Hmm ok, let's bisect.

Imagine that Gazprom was an independent company making decisions independently of Russian government.

If such imaginary Gazprom hypothetically decided to abruptly end its business relationship with PGNiG (the primary gas company in Poland), and as a result there was a gas shortage in Poland, would that be Gazprom the company hurting Poland the country?

@wolf480pl Yes, such a hypothetical company would be certainly harming Poland in this story. But what is wrong about it?

Just as a side-note to show that this situation is not very realistic even if hypothetical, suppose such a Gazprom would exist. That would most likely mean that either 1) natural gas is abundant, or 2) totally unimportant matter - in both cases to a point where commercial companies have a sovereign powers over it - in which case the hypothetical Poland would just switch the provider, because if one Gazprom could exist, then so can 2, 3 or more.
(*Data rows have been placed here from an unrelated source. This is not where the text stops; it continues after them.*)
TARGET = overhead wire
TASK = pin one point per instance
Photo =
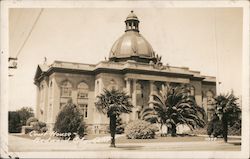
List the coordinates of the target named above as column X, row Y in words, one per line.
column 32, row 28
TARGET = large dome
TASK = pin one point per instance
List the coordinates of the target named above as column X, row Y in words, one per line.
column 132, row 45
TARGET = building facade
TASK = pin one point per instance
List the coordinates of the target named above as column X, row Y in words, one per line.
column 132, row 67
In reality, in Gazprom case we are dealing with a state owning its own resources and using them as a strategic weapon against others - and all that just covered up in a structure of a commercial company. But that is a rather normal state of affairs, isn't it?

I think your example would be more fitting if instead of Gazprom you'd say Apple (also big and important) refusing to open a subsidiary and thus do business in say, Burundi (nothing against Burundi, it just crossed my mind). And that is a totally usual configuration, isn't it?

@piggo

@wolf480pl Of course you are right, there are limits to a company's and individual's freedom. In the case you cited, it would be unconstitutional in most countries I care about. But it's more subtle than that.

* **freedoms**: A company or an individual are free to do business as they see fit as far as it is 1) legal and 2) they are ready to bear consequences of their decisions. Moral or not. It boils down to a simple thing: I am free to chose my friends and business partners. And I also am not obliged to be friendly to everybody. And on top, nobody has a right to tell me who I shall be friends with. You have that right too. And I am sure you exercise it as well.

* **society in/out dichotomy** In the end, while we agreed as societies that discriminating against our own citizens/fellow society members on the basis of race, religion, etc. is wrong (for good reasons) = non-discrimination against fellow society members; note, nothing stops us (at this point in history) to discriminate against citizens of other societies = discrimination against non-members of our societies. And it is a thing happening every single day: did you notice the last time you flew different queues for "home" passport holders and "alien" passport holders? Or the whole visa, or residency concepts... In other words, discrimination against non-members of a society is at this point in history an accepted thing. And personally, I see the point of it, even if I would wish to live in a society where that were not true.

@piggo

@FailForward @piggo

I did not, in fact, fly, let alone abroad.

Also, visas, passports, etc - that is all done by governments.
It's the governments and their diplomatic branches that define relationships between nation states.

For example, if you made a trebuchet and launched a rock onto the territory of a neighboring nation state, that would, AFAIU, be an international incident, and it'd involve the governments of the country you were in and the country you launched the rock into.

@wolf480pl Well, our conversation started with the question whether it's OK for a company to choose where and with whom it does business with. And there indeed it's anybody's choice - as far as otherwise legal, morality is not an issue, it's a freedom of choice. Here we are sliding into a somewhat different territory.